One of my reasons for visiting France was to see my niece and great (really great) nephew in their country home in Feins, Le Maffey. Pia has done a wonderful job of restoring an old stone barn to become a beautiful and cozy home. I was so captivated with the views from her windows that I set out to paint each scene during my visit. However, the weather got hot, there were cherries to pick, and parties to attend and that plan fell by the wayside...I did paint a few scenes, and I'm glad I did, because during my short visit, the trees on the right, tall poplars, were felled one day! Sad, but I painted the scene before and after.
One day when we were house hunting for Pia's friends, I painted this front door, which was a common scene in Brittany. Gabriel, 7 , said "You draw well". That made me feel good, and I was so impressed by his perfect english!

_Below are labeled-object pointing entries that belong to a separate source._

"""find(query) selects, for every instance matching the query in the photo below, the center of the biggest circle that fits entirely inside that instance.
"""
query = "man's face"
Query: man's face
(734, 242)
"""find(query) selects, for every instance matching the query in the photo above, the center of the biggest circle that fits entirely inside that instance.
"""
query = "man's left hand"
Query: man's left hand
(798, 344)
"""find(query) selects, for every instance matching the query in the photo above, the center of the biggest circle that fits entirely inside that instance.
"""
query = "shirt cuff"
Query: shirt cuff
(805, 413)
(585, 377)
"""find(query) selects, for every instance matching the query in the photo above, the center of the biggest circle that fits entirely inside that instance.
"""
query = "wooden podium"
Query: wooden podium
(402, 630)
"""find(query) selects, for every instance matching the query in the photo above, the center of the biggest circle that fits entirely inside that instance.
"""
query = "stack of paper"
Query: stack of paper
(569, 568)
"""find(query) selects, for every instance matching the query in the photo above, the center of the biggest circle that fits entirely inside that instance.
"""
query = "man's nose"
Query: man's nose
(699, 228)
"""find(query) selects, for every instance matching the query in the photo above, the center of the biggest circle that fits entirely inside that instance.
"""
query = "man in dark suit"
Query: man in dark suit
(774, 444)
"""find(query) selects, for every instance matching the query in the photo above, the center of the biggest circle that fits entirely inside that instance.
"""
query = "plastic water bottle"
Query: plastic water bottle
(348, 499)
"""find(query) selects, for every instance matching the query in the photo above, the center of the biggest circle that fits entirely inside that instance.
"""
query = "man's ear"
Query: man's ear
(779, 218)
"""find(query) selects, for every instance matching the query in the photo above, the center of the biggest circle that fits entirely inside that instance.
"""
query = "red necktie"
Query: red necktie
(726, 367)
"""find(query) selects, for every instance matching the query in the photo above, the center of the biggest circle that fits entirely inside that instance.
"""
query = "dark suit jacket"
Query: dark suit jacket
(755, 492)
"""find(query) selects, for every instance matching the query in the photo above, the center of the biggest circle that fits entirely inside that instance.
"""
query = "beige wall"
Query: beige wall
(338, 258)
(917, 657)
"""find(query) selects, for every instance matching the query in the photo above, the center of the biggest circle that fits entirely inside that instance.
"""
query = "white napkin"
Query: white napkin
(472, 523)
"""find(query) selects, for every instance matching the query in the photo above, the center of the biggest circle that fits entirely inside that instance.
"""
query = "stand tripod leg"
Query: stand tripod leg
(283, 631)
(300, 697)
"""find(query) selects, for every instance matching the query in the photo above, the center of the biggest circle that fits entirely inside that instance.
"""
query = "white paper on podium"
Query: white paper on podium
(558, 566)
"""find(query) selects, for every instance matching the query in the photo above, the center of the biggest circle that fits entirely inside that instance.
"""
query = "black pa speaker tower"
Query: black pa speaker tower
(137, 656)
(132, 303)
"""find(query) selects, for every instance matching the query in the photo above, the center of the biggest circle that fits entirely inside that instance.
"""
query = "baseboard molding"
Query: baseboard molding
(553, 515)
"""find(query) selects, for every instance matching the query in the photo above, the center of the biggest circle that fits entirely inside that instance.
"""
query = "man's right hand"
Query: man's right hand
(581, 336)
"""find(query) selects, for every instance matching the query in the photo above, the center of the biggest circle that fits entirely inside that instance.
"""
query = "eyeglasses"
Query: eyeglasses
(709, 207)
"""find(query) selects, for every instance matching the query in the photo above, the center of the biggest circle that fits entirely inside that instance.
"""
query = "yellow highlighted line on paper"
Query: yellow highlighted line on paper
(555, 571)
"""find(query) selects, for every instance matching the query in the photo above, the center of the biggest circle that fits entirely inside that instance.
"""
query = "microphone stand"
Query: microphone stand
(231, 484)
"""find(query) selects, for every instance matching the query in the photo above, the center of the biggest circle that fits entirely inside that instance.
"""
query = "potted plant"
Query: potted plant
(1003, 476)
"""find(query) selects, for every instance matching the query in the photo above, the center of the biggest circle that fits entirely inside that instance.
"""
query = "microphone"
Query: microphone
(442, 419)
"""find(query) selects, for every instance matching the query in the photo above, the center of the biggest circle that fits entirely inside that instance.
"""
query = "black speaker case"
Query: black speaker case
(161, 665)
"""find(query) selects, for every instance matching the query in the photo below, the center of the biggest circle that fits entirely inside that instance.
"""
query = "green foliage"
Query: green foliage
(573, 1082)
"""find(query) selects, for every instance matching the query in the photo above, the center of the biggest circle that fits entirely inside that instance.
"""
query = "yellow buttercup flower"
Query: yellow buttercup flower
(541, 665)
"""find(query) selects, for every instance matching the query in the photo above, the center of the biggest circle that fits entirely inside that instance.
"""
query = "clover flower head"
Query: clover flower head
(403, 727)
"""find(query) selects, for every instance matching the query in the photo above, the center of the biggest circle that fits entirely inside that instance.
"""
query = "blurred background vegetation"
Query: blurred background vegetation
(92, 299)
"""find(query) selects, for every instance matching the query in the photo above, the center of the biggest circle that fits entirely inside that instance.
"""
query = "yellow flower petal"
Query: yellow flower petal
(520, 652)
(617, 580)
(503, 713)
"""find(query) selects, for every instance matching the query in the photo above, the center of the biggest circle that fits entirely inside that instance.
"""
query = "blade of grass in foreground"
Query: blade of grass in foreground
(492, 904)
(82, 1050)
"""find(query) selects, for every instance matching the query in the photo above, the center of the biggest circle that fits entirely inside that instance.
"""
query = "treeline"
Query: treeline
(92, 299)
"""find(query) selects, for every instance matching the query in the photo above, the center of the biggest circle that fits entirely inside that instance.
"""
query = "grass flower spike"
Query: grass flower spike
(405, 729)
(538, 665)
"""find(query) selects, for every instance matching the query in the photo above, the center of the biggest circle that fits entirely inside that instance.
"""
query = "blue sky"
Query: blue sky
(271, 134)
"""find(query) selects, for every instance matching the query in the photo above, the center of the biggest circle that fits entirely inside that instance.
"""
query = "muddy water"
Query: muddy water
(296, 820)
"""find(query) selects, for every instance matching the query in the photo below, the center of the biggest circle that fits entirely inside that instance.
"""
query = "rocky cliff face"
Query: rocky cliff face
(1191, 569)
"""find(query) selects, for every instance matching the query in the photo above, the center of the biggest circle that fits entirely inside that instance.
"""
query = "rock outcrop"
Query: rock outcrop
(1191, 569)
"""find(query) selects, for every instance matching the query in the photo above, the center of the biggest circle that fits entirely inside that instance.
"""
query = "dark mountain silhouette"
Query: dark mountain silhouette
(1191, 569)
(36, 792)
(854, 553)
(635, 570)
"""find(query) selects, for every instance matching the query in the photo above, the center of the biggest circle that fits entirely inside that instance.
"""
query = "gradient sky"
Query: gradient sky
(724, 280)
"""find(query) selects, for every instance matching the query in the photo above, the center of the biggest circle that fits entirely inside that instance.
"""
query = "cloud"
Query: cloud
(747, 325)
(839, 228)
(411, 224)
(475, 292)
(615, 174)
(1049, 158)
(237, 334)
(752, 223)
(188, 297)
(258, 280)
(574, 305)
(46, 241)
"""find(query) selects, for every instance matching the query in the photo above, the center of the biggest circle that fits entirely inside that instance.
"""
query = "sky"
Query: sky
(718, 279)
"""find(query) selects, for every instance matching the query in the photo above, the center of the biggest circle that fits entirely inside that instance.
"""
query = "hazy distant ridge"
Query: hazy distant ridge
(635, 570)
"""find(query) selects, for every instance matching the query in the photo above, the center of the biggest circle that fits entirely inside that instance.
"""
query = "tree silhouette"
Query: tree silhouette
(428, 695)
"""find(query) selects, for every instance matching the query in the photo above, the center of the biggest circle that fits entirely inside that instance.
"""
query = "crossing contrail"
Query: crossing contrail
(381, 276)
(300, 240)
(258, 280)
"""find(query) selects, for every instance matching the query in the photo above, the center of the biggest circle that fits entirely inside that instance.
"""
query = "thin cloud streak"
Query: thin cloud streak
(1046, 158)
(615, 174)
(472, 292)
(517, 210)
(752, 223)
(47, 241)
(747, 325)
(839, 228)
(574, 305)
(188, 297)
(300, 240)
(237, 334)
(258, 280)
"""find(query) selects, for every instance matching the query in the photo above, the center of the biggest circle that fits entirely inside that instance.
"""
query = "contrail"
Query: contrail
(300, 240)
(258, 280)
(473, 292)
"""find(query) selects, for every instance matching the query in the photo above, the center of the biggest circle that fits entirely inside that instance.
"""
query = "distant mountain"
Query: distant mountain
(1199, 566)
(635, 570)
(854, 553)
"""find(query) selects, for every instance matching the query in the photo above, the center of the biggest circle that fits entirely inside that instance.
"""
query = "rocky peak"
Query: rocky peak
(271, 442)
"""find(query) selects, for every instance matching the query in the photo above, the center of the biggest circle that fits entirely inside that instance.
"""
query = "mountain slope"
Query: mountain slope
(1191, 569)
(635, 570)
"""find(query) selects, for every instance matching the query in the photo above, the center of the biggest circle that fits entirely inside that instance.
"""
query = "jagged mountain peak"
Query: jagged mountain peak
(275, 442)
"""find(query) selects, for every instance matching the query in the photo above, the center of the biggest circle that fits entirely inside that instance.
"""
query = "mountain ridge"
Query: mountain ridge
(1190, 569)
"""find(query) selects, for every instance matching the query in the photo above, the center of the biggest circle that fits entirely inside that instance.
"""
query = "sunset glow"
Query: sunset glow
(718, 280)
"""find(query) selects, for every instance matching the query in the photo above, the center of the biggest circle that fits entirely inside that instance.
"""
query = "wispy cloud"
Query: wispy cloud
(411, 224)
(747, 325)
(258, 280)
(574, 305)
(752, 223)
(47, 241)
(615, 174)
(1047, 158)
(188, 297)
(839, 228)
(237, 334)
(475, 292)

I sketched this statue by the Tracadero, then a bird landed on her head! The birds always find the best places to perch. Later at one garden I saw little wires protruding from the heads of other statues, presumably to keep the birds at bay.
Here is a scene that I wish I had captured in my sketch book! As I said, the birds always find the best places to perch. This jolly fellow does't seem to mind one bit that he is entertaining pidgeons, though. This was by the gardens of Palais Royale, strangely a part of Paris that I had never explored. Further on are the gardens of Les Halles, which are also very beautiful.

finally back

I can't believe it is September already! Did I really go to Paris in July? Seems so long ago now, but I still like revisiting these photos and the good memories that they recall. Just thought I should post another of my favorite views of the tower. See those buildings waaay in the distance? That is where I stood on Bastille Day, July 14th to watch the fireworks. Pretty good view. Soon I will be watching fireworks in Portland on Wednesday night, as the Oregon Symphony plays the 1812 overture, complete with booming cannons on the waterfront. The fireworks are always spectacular, and it is a fitting end to Summer.
These are the velib, or rental bikes that I wrote about before, but the photo did not appear. I so wanted to be able to rent these bikes as they seemed like such a fun and convenient way to get around the city. It was not to be, however, as my American credit card lacked the proper microchip to work in the machines. American Express may work, but don't take my word for it.
I have been trying to get to the Musee Jacquemart Andree for years, and this trip I finally found it, by chance, as I was fleeing the crowds of the Bastille Day parade. I spent a happy hour there, learning about how the upperclass French lived in this very house, then enjoyed a delicious lunch in the tea room. Although I ordered water, the waiter brought me a glass of wine, which he must have sensed that I needed after standing for 3 hours watching the parade! I recommend the lunch there.
The best part of being here, though, was seeing all the tanks from the parade zooming back up the street, as the soldiers held on to their hats! Later, these same tanks were parked near the Tracadero for anyone to climb aboard and have their photos taken with the soldiers. It was such a charming change from the rigid military demeanor of the morning parade.
Looks like a wonderful French tarte, doesn't it? Actually, it was very french and very tasty, but I had this apricot-fig tart with bourbon ice cream at Palace Kitchen in Seattle. I also tried Julia Child's mussel salad, in honor of her August birthday. Everything was delicious, and I have added this to my list of favorite restaurants. But go to Top Pot Doughnuts for breakfast, just down the street. It must have been doughnut day at work, because office workers were carrying out boxes and boxes of doughnuts that morning!